The static push-up, also known as the push-up hold, is an isometric exercise. In this exercise, you maintain the push-up position without moving up or down as you would in classic push-ups. This exercise is particularly effective for training the upper body, as it requires you to maintain tension over an extended period. The static push-up challenges not only your strength but also your endurance and mental toughness.
The exercise Push Up Hold is intended to be used as a hypertrophy, warm up exercise.
Front Delts - The front part of the deltoid muscle, also known as the anterior shoulder, is located at the front of the shoulder. It is primarily involved in the forward movement of the arm, such as lifting the arm forward. It also assists in the internal rotation of the arm. This muscle is engaged in activities that involve lifting objects in front of the body or pushing forward.
Abs - The rectus abdominis, also known as the "abs," runs vertically along the front of the abdomen. It is responsible for bending the torso forward, such as during sit-ups, and lifting the pelvis. This muscle stabilizes the torso, supports the spine, and helps maintain good posture.
Triceps - The triceps brachii muscle is located at the back of your upper arm. It extends your arm at the elbow and also helps move the arm backward.
Due to the instability of the gymnastics rings, the static push-up becomes significantly more challenging, as you also need to stabilize the rings. This variation activates the muscles even more.

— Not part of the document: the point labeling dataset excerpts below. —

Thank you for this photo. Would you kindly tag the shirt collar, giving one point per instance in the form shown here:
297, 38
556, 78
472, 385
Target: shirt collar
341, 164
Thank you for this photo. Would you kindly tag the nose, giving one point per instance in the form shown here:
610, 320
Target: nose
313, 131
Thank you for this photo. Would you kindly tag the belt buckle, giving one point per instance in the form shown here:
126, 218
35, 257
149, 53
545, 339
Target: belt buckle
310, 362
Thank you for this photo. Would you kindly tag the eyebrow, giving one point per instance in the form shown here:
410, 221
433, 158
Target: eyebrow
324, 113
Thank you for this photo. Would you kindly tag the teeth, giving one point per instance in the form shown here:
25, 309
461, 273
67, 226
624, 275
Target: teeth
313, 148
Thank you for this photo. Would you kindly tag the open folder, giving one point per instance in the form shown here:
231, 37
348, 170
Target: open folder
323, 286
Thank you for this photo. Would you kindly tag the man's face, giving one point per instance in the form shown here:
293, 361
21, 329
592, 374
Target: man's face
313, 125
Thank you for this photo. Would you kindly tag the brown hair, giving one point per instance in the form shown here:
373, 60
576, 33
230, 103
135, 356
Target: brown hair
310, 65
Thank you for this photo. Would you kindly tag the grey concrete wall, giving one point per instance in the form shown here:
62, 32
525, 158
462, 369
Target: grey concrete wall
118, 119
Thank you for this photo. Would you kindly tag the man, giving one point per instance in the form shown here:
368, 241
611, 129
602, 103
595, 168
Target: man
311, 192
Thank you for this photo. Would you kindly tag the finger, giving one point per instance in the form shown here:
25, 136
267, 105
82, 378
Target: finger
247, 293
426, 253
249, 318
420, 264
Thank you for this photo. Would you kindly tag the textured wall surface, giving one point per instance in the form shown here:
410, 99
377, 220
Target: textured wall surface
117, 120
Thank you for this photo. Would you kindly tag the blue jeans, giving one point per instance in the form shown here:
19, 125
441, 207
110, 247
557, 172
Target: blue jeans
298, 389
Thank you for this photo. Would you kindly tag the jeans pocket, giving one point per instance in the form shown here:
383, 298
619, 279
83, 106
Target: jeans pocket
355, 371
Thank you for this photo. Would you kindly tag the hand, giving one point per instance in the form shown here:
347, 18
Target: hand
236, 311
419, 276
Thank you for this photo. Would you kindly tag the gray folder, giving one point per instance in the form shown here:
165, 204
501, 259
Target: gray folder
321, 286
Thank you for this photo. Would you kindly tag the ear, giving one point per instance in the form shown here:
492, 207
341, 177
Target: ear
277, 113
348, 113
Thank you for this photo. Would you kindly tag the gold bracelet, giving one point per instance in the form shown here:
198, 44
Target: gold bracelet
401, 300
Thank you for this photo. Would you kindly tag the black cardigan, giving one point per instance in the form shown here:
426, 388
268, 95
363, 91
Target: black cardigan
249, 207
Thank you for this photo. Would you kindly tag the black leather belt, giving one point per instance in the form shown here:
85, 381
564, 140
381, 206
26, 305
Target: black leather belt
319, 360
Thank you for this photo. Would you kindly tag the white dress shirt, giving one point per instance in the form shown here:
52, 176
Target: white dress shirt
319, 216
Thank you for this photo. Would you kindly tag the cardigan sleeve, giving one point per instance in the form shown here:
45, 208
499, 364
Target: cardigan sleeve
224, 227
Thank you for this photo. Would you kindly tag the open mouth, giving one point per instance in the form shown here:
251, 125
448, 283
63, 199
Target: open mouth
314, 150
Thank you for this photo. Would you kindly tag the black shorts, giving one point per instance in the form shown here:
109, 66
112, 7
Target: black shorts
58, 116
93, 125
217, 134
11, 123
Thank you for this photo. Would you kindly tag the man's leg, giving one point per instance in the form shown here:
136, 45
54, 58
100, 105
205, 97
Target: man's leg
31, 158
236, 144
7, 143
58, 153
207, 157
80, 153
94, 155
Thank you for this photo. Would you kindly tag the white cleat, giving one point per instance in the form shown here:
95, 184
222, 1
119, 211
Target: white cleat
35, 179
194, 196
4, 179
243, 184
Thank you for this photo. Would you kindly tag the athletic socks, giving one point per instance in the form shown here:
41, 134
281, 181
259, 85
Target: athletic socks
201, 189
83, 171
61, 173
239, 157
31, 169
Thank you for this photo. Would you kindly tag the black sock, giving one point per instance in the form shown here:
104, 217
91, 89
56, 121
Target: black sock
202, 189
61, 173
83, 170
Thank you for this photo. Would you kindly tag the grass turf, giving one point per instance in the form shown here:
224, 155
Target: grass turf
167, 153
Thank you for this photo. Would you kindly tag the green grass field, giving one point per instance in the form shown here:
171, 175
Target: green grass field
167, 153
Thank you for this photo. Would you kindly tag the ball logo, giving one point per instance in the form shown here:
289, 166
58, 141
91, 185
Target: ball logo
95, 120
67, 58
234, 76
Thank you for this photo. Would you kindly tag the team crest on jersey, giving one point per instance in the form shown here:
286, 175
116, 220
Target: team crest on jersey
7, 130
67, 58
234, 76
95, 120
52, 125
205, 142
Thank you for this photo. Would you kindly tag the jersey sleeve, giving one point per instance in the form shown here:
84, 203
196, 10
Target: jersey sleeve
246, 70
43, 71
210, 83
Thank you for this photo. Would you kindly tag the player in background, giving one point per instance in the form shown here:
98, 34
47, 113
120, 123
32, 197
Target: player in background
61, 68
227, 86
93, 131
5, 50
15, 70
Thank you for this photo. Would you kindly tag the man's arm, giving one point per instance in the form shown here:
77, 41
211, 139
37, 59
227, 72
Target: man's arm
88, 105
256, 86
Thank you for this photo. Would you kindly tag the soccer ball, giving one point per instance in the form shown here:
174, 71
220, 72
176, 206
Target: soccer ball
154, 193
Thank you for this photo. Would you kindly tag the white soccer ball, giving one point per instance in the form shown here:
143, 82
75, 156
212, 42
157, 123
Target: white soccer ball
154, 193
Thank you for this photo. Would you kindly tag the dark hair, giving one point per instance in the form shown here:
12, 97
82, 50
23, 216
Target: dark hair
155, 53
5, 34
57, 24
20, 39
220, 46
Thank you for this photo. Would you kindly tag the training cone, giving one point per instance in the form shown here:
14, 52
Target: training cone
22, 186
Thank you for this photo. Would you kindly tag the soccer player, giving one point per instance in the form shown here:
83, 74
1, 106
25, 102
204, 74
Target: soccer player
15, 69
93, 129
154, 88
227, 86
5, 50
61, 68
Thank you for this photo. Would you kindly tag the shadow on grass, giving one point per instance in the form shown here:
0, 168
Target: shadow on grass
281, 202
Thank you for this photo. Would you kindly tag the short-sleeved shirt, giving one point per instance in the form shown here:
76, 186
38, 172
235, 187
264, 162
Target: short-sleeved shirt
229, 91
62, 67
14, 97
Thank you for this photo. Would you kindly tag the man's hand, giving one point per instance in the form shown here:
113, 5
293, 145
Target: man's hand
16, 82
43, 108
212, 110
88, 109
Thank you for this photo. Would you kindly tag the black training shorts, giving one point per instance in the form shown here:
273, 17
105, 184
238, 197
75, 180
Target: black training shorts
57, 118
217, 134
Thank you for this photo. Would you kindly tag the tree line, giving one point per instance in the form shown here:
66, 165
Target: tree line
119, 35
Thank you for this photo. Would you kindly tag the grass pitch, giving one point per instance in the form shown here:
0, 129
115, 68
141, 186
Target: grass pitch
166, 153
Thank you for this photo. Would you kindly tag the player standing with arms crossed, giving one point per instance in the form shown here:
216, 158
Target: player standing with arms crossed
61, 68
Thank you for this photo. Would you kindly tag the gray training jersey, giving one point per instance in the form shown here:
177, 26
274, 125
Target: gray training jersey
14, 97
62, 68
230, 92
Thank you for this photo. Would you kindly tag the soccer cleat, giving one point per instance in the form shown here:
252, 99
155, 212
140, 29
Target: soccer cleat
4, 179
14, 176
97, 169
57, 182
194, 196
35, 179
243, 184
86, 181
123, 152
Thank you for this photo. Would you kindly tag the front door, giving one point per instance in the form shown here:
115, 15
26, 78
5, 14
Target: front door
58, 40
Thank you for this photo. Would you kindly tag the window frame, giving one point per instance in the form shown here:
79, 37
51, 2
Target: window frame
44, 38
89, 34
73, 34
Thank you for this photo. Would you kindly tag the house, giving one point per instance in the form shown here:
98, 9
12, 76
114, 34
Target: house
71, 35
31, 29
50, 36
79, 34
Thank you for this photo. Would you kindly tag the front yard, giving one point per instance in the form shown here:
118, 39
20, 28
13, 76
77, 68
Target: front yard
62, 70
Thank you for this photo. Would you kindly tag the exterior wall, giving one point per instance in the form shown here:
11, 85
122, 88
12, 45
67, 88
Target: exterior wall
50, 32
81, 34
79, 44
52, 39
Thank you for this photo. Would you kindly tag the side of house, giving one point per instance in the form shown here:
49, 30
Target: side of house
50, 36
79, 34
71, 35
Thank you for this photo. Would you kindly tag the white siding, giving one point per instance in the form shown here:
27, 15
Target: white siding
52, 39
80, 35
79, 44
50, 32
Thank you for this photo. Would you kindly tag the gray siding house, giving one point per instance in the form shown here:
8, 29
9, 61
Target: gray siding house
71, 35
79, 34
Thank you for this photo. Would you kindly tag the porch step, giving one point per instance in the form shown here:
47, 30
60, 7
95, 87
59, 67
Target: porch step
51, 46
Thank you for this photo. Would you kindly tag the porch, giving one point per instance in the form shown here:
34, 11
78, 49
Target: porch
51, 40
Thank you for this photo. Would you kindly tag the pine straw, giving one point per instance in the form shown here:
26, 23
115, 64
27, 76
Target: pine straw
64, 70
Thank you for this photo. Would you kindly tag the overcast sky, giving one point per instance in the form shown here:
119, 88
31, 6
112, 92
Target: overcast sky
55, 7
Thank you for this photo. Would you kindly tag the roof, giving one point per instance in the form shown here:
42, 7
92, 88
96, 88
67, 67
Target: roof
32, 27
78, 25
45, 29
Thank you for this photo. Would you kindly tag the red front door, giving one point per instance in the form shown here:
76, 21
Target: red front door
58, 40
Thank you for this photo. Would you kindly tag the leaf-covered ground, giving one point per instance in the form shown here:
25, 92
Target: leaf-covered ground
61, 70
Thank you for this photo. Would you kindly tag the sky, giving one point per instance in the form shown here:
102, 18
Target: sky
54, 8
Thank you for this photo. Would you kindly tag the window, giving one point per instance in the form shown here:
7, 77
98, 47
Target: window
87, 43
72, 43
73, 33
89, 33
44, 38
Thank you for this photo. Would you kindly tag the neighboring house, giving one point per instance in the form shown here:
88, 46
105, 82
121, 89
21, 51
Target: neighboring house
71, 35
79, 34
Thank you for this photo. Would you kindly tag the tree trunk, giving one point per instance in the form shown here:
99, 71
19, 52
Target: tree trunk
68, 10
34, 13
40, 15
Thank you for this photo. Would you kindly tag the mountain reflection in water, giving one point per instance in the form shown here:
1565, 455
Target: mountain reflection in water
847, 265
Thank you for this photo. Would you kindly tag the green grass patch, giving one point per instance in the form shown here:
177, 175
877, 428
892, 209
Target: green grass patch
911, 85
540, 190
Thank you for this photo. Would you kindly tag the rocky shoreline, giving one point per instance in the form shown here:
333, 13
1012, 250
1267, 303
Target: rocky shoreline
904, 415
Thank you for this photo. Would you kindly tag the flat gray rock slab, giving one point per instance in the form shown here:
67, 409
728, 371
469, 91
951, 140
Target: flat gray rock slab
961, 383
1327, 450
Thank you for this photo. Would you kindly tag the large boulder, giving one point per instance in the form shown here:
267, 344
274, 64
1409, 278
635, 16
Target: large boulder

An advanced variation of the classic push-up on gymnastics rings is the Rings Turned Out (RTO) push-up. In this variation, you turn the rings outward during the push-up, making the exercise even more challenging. The RTO aspect increases the load on the shoulders, forearms, and chest, as you not only work against your body weight but also actively stabilize the rings and control the outward rotation. This variant demands even greater muscle activation and significantly improves shoulder stability.